= Tan Tek Seng v Suruhanjaya Perkhidmatan Pendidikan =

Tan Tek Seng v Suruhanjaya Perkhidmatan Pendidikan & Another [[case citation|[1996] 1 MLJ 261]] was a case heard in the Court of Appeal of Malaysia. The case concerned the allegedly wrongful dismissal of Tan Tek Seng, a senior assistant of a primary school. In ruling in his favour, the Court of Appeal held that Articles 5 and 8 of the Constitution, which protect personal liberty and equality under the law, must be read with a liberal and not literal approach. In his judgment, Gopal Sri Ram held:

[Judges] should, when discharging their duties as interpreters of the supreme law, adopt a liberal approach in order to implement the true intention of the framers of the Federal Constitution. Such an objective may only be achieved if the expression 'life' in art 5(1) is given a broad and liberal meaning. ... [Article 5(1) means] all those facets that are an integral part of life itself and those matters which go to form the quality of life.
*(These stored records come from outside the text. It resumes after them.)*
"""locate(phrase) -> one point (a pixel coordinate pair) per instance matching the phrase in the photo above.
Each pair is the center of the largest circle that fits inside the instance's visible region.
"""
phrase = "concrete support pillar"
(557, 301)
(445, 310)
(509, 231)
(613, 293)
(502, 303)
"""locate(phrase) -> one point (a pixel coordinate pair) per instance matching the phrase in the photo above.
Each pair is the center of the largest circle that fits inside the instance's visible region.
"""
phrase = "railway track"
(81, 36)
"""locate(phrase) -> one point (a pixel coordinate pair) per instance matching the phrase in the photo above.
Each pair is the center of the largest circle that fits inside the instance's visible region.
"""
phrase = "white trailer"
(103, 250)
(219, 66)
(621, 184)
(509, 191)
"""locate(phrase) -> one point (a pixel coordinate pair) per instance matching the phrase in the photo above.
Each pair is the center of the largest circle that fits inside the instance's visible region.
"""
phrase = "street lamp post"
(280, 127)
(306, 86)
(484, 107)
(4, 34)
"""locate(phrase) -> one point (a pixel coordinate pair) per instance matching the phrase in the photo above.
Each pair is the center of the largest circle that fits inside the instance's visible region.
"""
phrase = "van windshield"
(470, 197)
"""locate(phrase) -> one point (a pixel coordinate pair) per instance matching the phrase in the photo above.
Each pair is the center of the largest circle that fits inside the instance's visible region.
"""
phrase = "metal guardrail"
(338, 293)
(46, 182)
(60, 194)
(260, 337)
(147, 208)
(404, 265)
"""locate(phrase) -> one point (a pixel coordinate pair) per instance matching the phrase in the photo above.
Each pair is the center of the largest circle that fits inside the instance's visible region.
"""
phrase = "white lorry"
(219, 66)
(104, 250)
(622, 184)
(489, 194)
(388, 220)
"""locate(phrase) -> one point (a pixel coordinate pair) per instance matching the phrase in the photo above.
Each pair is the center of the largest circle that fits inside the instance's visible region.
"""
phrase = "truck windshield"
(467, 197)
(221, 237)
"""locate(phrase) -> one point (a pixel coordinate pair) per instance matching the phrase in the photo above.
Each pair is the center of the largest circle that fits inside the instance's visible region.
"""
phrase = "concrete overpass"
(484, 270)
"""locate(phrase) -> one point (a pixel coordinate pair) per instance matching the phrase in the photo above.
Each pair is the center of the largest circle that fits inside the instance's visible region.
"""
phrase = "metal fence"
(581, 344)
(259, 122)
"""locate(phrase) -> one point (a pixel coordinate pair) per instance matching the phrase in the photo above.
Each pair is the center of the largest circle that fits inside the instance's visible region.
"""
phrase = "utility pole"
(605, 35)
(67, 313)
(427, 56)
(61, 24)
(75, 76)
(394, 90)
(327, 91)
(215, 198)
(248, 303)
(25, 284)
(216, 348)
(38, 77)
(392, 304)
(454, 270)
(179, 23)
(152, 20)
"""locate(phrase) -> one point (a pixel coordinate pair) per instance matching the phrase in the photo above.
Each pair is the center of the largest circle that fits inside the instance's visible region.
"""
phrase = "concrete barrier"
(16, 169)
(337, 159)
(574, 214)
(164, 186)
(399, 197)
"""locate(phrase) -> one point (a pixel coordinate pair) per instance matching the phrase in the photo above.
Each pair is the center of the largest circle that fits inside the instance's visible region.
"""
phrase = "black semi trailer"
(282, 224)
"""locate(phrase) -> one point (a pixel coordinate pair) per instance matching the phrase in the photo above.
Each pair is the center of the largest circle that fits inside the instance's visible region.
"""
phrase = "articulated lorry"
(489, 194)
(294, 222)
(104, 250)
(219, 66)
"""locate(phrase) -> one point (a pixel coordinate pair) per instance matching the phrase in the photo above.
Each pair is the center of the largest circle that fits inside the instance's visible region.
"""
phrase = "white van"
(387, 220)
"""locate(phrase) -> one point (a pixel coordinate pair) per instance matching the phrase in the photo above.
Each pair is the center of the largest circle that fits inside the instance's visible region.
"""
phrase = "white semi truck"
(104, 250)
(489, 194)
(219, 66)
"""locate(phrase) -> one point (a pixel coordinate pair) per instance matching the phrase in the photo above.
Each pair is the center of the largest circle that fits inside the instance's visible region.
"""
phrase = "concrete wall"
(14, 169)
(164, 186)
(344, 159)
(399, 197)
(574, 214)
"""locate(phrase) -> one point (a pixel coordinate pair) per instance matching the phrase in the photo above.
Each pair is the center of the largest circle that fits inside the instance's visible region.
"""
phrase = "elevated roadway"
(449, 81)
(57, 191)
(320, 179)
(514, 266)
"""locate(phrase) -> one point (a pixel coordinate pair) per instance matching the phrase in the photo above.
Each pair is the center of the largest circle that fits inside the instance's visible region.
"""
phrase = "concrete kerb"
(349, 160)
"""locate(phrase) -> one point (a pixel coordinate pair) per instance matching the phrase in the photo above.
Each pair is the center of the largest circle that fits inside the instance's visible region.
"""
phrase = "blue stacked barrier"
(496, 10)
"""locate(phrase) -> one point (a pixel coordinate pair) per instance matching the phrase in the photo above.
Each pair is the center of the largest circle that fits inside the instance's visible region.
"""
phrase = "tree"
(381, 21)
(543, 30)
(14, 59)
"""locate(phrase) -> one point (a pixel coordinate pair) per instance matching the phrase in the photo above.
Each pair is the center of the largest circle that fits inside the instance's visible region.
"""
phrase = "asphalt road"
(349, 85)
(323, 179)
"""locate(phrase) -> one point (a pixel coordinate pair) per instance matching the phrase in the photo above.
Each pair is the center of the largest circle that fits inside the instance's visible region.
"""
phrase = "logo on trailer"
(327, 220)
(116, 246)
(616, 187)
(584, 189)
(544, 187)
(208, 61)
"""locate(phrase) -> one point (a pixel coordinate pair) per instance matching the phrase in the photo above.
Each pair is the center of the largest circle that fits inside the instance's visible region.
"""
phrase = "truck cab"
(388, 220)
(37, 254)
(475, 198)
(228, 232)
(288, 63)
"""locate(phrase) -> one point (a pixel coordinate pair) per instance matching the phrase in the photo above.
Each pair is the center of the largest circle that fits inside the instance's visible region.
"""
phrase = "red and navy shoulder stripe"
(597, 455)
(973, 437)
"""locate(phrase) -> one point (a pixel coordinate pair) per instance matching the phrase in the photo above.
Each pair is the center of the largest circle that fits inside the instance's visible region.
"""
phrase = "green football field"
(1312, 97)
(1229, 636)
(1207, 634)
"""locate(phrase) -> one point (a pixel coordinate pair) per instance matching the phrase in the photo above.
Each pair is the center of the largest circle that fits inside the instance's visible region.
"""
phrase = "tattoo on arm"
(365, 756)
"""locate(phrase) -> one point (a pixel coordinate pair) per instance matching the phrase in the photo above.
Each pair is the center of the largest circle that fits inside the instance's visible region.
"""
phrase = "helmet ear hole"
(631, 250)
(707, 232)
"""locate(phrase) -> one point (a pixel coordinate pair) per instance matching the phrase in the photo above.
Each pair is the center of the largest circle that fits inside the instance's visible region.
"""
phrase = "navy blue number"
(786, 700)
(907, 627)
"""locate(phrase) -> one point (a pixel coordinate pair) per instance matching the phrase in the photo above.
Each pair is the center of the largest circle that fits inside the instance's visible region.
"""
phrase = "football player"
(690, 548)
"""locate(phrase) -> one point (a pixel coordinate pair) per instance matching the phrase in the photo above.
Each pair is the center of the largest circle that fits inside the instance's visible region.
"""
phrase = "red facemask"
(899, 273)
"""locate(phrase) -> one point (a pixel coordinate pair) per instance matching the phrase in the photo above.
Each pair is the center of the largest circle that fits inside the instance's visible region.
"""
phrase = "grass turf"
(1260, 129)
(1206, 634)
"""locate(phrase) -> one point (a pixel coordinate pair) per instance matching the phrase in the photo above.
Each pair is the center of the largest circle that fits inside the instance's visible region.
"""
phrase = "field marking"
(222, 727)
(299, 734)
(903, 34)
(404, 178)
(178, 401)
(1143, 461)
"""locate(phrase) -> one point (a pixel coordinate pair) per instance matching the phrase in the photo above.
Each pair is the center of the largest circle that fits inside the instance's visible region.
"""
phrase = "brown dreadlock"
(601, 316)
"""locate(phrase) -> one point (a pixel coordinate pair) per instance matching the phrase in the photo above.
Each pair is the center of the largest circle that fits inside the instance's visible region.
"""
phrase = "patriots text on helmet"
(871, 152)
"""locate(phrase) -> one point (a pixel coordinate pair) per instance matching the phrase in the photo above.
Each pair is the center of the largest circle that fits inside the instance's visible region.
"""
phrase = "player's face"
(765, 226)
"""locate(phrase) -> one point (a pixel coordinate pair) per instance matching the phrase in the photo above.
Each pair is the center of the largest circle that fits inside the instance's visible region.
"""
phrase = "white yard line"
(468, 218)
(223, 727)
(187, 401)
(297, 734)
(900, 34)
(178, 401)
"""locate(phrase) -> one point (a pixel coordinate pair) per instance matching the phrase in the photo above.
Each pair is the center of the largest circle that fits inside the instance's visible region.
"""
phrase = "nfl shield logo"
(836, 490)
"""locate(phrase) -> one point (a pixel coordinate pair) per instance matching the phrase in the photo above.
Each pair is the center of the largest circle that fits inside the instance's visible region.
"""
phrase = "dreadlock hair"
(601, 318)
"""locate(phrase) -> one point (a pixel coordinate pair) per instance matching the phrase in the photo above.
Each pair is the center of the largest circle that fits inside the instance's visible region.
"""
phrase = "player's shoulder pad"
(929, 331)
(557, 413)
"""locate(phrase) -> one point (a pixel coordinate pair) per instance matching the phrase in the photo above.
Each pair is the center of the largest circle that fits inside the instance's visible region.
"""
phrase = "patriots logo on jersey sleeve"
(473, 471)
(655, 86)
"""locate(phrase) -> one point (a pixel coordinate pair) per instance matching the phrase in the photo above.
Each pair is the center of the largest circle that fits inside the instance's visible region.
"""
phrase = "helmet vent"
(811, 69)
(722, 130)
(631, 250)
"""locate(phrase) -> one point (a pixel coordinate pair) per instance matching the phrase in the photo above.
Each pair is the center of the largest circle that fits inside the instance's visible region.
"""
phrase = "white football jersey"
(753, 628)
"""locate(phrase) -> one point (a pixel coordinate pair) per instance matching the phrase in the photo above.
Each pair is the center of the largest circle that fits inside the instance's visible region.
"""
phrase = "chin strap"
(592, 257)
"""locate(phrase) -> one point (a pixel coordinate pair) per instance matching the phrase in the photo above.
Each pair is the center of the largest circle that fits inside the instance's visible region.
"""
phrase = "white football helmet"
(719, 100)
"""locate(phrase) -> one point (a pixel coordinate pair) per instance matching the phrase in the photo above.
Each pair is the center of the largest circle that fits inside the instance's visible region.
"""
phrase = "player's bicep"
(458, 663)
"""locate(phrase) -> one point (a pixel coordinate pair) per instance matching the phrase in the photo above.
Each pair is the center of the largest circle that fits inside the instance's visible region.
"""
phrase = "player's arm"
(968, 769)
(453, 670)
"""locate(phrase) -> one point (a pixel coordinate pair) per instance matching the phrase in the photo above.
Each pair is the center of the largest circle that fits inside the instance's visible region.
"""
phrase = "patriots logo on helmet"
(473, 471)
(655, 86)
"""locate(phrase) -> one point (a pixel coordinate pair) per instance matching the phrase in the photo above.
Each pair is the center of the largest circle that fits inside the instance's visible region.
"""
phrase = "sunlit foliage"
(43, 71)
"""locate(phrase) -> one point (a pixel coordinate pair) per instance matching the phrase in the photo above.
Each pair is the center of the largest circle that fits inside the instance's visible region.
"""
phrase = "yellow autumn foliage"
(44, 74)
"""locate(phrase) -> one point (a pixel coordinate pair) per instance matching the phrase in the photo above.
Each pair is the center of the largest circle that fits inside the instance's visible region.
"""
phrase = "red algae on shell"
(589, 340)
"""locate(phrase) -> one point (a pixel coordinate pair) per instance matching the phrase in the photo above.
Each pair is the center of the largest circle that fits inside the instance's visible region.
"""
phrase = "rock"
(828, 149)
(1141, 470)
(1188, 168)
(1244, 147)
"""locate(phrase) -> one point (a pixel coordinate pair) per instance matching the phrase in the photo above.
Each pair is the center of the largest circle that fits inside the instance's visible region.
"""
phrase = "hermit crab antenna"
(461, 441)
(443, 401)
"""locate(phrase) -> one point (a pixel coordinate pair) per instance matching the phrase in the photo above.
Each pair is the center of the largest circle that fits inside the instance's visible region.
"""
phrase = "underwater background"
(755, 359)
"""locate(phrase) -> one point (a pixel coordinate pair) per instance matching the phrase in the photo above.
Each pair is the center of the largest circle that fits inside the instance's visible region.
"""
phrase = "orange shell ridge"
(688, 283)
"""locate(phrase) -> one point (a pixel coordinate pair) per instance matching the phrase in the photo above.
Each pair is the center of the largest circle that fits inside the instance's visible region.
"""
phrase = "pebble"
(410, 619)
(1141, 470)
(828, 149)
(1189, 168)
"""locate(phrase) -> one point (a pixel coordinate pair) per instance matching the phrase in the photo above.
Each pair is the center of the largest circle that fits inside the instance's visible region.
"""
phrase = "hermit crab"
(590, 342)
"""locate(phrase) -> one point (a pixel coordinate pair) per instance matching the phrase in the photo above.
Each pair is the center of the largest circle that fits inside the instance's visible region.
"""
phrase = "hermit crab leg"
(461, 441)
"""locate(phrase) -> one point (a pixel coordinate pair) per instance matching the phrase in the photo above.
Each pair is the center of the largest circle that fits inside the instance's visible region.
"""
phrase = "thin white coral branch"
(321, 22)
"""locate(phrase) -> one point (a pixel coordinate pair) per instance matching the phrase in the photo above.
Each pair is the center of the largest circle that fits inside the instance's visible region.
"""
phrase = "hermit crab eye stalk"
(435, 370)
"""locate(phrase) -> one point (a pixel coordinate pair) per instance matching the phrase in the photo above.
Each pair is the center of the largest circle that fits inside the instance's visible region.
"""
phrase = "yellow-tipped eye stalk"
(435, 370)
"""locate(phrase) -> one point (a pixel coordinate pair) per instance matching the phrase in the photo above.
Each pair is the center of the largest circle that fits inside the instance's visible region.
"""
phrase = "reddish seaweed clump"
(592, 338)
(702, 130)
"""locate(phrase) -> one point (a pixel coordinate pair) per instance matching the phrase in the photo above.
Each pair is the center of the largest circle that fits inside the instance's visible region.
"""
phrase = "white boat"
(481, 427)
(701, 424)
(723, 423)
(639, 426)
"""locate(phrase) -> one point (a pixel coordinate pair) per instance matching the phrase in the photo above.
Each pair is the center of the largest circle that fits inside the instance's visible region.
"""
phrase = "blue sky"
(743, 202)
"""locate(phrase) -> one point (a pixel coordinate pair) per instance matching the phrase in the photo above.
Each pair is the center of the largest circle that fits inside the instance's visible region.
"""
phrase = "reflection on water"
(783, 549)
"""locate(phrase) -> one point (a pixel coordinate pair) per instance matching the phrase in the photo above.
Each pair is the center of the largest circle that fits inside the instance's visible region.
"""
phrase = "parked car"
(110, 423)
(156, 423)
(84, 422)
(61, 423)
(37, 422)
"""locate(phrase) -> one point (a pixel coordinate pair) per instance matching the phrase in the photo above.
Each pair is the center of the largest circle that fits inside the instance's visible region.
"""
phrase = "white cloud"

Since Tan was deprived of gainful employment without a fair hearing, under this broad interpretation of Article 5, his dismissal was wrongful and unconstitutional. In 1997, the Federal Court cited the decision with approval as part of an obiter dictum in R. Rama Chandran v. The Industrial Court of Malaysia. However, when ruling directly on the interpretation of Article 5 in 2002, the Federal Court held in Pihak Berkuasa Negeri Sabah v. Sugumar Balakrishnan & Another that a generous reading of the term "personal liberty" in Article 5 was in error. The Federal Court later revisited the issue in 2009, and ruled in Lee Kwan Woh v. Public Prosecutor that constitutional rights, including those under Article 5, must be read in a generous and liberal fashion.